Extraction Made Easy

For example, systems are designed to extract structured data from unstructured content like paper forms and PDF files for automated document processing. Often referred to as OCR platforms, these applications look to reduce the human effort needed to convert what exists on a document into forms that downstream applications can process.

The general idea is simple. Use some sort of image-matching algorithm to convert images of text into digital characters (or extract the text from a PDF file in some sort of proscribed fashion), figure out what it is that you need or want to extract, locate the data elements, add data labels, and send it off to the next application.

It all works well in a perfect world. However, our world is less than ideal. The quality of the original form is always less than desirable: data elements shift on the page, character recognition is not perfect, applications generate PDF files in odd formats, senders constantly reorganize forms, and so on.

Tabling the Topic

Then there is the challenge of extracting table data. Most of the documents flowing between businesses consist of table data—lists of elements that make up the shipment, invoice, or other documents. Extraction systems must make sense of the table, while considering the variability of originals, and separate each set of lines into usable data elements. It is a difficult problem requiring complex solutions.

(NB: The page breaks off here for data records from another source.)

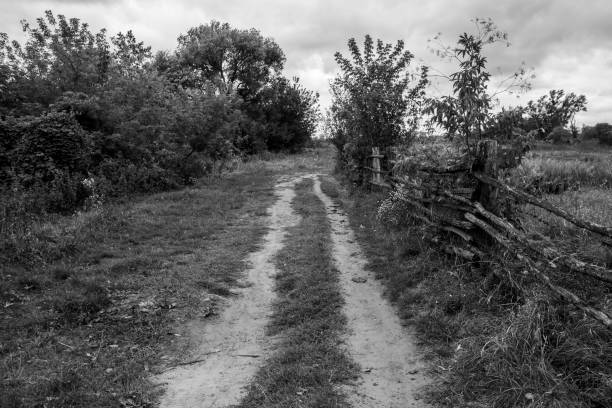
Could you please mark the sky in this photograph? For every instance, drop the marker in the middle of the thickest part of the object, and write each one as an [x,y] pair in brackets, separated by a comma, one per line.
[568,43]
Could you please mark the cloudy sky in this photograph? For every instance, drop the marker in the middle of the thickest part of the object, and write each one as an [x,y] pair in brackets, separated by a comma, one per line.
[567,42]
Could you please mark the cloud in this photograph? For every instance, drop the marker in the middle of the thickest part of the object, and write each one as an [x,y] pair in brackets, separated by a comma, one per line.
[564,40]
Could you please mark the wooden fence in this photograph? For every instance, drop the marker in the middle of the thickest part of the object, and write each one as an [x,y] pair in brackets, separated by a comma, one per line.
[471,203]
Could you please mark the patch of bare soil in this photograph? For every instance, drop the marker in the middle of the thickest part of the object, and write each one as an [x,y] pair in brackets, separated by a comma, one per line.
[392,373]
[234,346]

In some use cases, tables are a well-understood problem. For example, the sheer volume of invoices involved when companies across the world bill each other resulted in several highly productive, preconfigured systems designed to accurately extract invoice data. Every major extraction software provider offers one or more pre-configured invoice extraction systems.

Small Volume, Large Issue

However, document flows in other use cases are not as ubiquitous. Lower overall volumes cannot support the sort of development efforts enabled by the worldwide quantity of invoices, leaving user companies to conduct often-complex extraction development on their own.

Extraction platform vendors try to make that development simple. They create point-and-click interfaces and advertise that minimally trained administrative staff can create extraction definitions that work perfectly all of the time. But remember that OCR systems are not smartphones; resource constraints always confine what a vendor can do. The resulting simple systems end up with significant limits on what will extract. They also limit the techniques used by the underlying extraction. Extraction performance for anything but the best originals is dismal and, of course, there are limits on what data can extract.

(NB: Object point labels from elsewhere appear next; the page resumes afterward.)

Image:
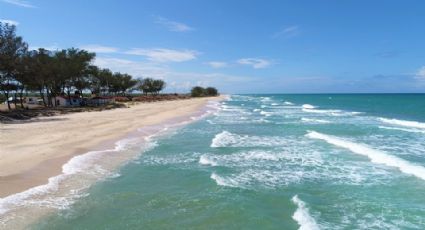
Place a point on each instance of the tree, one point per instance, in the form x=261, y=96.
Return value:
x=12, y=47
x=150, y=85
x=197, y=91
x=158, y=86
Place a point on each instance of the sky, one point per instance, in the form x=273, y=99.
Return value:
x=328, y=46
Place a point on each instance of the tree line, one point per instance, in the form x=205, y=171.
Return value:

A Partner to Make the Complex Simple Again

Complex extraction applications require complex development. Developers must deeply understand the underlying software and must have the experience to understand practices that best implement the extraction requirements.

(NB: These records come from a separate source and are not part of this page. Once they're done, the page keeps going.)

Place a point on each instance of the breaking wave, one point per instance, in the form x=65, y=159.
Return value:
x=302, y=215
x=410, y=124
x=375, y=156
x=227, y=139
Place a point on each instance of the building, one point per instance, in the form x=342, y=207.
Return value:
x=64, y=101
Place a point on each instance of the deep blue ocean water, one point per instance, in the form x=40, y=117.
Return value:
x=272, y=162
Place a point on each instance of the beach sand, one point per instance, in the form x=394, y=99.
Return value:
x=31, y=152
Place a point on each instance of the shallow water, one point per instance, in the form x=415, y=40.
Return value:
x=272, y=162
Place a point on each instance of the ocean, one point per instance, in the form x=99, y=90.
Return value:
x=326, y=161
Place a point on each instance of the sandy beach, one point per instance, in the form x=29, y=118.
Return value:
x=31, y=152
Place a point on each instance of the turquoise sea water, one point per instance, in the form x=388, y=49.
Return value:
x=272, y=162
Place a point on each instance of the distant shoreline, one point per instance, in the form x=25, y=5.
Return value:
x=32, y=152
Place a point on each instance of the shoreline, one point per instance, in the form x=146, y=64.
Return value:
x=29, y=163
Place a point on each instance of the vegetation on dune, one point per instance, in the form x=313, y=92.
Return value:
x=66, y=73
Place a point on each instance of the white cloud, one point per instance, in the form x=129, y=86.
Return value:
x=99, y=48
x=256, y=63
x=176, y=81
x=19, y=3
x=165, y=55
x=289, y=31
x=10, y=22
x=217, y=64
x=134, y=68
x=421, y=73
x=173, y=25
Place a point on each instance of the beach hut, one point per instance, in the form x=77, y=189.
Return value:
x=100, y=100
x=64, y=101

Typically, extraction performance is exceptionally good for a well-designed and properly developed application. Complex forms, complicated tables, and poor originals extract at rates that dramatically improve process efficiencies and dramatically reduce labor costs.

In many cases, that performance will decrease over time. The causes for decline are numerous, so applications require constant administrative attention and occasional development attention. Extraction applications are living, breathing things.

Watch any demonstration of a simple-to-configure extraction system with a critical eye. Challenge the vendor by showing how your complex and less-than-perfect originals will perform. Understand the options and system features available to address mediocre performance.

More than anything else, establish a relationship with an experienced extraction integrator. Their consultants know and understand the internals of the software platform and understand best practices. A good partnership goes a long way toward achieving the performance businesses need and want from an extraction application.